HTTP code: 500, type: com.dataiku.dip.exceptions.DataStoreIOException"
Thanks!
Answers
-
CoreyS Dataiker Alumni, Dataiku DSS Core Designer, Dataiku DSS Core Concepts, Registered Posts: 1,150 ✭✭✭✭✭✭✭✭✭
Hi, @ls
! Can you provide any further details on the thread to assist users in helping you find a solution (insert examples like DSS version etc.) Also, can you let us know if you’ve tried any fixes already?This should lead to a quicker response from the community. -
I created a dataset by using an sql query like this...
select c1, c2, c3, date1
from t1
qualify row_number() over(partition by c1 order by date1 desc) = 1The source, Teradata, returned with a Top N error. I didn't put top n into my query so I believed Dataiku did so.
I solved it by putting the query in a derived table like this...
select *
from
( select c1, c2, c3, date1
from t1
qualify row_number() over(partition by c1 order by date1 desc) = 1
) aAny other suggestions?
-
Marlan Neuron 2020, Neuron, Registered, Dataiku Frontrunner Awards 2021 Finalist, Neuron 2021, Neuron 2022, Dataiku Frontrunner Awards 2021 Participant, Neuron 2023 Posts: 320 Neuron
Hi @ls
,If you need to use a dataset that represents a SQL query then your solution is a good one.
I don't often use datasets defined in this way since they can't be used with downstream SQL recipes (and maybe other types of recipes).
Another perhaps obvious option is to define a SQL table dataset (rather than a SQL query dataset) that points to t1 and then use a subsequent SQL recipe containing the qualify logic to create a new dataset / table. The drawback is that you'll end up with a second table.

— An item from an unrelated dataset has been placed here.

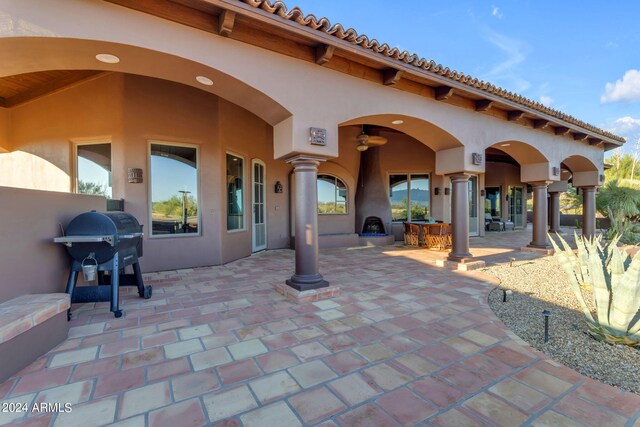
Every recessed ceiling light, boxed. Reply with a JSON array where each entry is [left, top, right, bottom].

A variation on this is that you could include the qualify logic to create a temp table at the beginning of a downstream recipe and avoid the second table.
Note that if you use a SQL Script type SQL recipe, you don't need to specify an input dataset. You could reference t1 in such a recipe directly without first creating a SQL table dataset.
Marlan
-
Thanks very much @Marlan
, the input is invaluable.I am providing you with more context.
T1 is a daily table that has 100+ million records optimized by indexes and row-partitioning on Teradata. The expected result set is about 100 k records. If I set up the dataset on Dataiku by pointing it to the table without qualifying the partition, I believe Dataiku would just submit the query as a simple select statement and Teradata would just do a full table scan, which is not ideal and as a matter of fact, the query would be eventually get rejected due to high cpu consumption, as I don’t have DBA privilege.
The next downstream step is a left join of T1 and T2 where T2 is on the right side. The data is on Oracle and the expected result set is about half a million of records. I didn’t expect Dataiku to handle this cross-database join efficiently, and wanted to avoid data movement.
-
Marlan Neuron 2020, Neuron, Registered, Dataiku Frontrunner Awards 2021 Finalist, Neuron 2021, Neuron 2022, Dataiku Frontrunner Awards 2021 Participant, Neuron 2023 Posts: 320 Neuron
Hi @ls
,The additional context is helpful.
Can you create tables on Teradata? If so, what I'd do is create a DSS dataset that simply points to T1 (i.e., a SQL table dataset) and then use a SQL code recipe that does the qualify filter and saves the result to a new table. Then join T2 to that table. DSS shouldn't do a table scan but rather simply execute the SQL query with the qualify - so no different than your workaround.
If you can't create tables or don't want to, then your workaround seems like the best option.
Note that it might be more efficient to copy the filtered T1 (with 100K rows) over to Oracle (if you can) so the join can run in database. I don't know how DSS does joins across databases but it may be that data is read in from both sources and then DSS does the join internally (rather in one of the databases). You could go the other way (Oracle to Teradata) but it sounds like the Oracle table is bigger and obviously better to copy the smaller table.
Marlan
-
Thanks @Marlan
.It's easier and perhaps more intuitive for me to simply join them by using Spark.